Injector Impedence Q

John Hess JohnH at ixc-comm.net
Fri Feb 14 15:50:21 GMT 1997


The signal you want to send the injectors is a voltage level.  The 
power handling capabilities of the driver will determine how many of 
the injectors you can drive in parallel (As the power handling 
capacity goes down, the voltage delivered will go down for a 
commensurate current drain).  Many injection systems now on the market 
drive 4 injectors in parallel (note that series connection will drop 
the voltage across the injectors).  The impedance of this connection 
is not all that important.  Consider it a "fan out" problem rather 
than an impedance matching problem.


----------
From:  DemonTSi at aol.com[SMTP:DemonTSi at aol.com]
Sent:  Thursday, February 13, 1997 3:10 PM
To:  diy_efi at coulomb.eng.ohio-state.edu
Subject:  Re: Injector Impedence Q

In a message dated 97-02-13 12:18:32 EST, you write:

<<   Well- not really. If you connect 2 parallel legs, each leg with 2 
series

   injectors you'll have a total impedance similar to a single 
injector. But
the
   voltage across each injector will only be half of the total supply
voltage, ie
   you'll be running them at only 6 volts each, which is to say that 
the
current
   available to each one will be only about half what they were 
designed to
   operate with; not good... >>

Oh yeah..I forgot to mention that I was talking to Tim Drury about 
that
problem also.
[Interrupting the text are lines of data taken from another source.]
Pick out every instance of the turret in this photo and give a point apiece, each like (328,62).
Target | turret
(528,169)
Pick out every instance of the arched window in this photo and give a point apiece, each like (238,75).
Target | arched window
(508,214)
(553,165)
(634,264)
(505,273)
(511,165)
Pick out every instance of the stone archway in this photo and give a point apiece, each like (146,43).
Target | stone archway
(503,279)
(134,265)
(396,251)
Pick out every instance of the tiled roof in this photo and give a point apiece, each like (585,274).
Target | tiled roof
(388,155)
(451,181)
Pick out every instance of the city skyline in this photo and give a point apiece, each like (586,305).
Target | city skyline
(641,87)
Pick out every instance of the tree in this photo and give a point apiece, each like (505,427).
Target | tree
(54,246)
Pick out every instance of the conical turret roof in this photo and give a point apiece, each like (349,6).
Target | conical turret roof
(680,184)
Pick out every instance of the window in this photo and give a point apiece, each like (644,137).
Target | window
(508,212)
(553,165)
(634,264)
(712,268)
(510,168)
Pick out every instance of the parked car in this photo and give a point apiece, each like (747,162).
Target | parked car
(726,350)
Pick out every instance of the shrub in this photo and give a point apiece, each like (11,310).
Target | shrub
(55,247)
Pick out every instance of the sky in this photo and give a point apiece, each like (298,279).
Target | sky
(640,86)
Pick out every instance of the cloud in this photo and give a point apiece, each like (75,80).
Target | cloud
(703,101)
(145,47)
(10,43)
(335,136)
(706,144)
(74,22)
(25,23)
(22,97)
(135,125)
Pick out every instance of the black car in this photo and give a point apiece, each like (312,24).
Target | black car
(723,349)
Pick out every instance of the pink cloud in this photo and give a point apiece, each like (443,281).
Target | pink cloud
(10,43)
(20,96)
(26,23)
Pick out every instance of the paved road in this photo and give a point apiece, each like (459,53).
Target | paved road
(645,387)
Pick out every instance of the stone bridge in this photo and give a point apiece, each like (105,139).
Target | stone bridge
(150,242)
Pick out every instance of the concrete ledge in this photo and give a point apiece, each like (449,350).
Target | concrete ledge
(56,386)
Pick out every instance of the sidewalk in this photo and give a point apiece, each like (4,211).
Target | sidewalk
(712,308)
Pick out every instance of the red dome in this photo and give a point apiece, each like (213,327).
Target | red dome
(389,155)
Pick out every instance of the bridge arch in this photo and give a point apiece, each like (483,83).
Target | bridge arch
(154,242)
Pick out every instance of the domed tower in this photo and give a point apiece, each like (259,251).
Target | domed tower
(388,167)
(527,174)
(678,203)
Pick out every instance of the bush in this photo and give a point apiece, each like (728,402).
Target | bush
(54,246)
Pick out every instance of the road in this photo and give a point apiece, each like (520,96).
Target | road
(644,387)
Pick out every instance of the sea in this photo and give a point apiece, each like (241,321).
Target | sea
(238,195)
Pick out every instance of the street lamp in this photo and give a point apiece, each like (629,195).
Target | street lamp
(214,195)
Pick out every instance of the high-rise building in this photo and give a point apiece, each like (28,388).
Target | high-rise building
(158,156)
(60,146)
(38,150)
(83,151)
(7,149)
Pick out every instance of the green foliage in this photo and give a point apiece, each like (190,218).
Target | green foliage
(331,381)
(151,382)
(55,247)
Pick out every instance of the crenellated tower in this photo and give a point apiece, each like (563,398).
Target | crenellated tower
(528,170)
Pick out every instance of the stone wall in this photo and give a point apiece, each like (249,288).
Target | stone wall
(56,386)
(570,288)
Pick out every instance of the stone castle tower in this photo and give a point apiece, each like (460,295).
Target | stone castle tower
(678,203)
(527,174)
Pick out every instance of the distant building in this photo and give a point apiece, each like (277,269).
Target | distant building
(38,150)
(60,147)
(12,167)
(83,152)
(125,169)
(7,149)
I wondered about the possiblity of stepping up the 
voltage
somehow...perhaps with a sort of amplifier...?
I was thinking about the whole set up like an audio system...where you 
take
the signal from the ECU that tells the original inj when and how long 
to
fire..and then basically "amplify" that signal by four so that each of 
the
four new inj will get the exact same signal os the original one.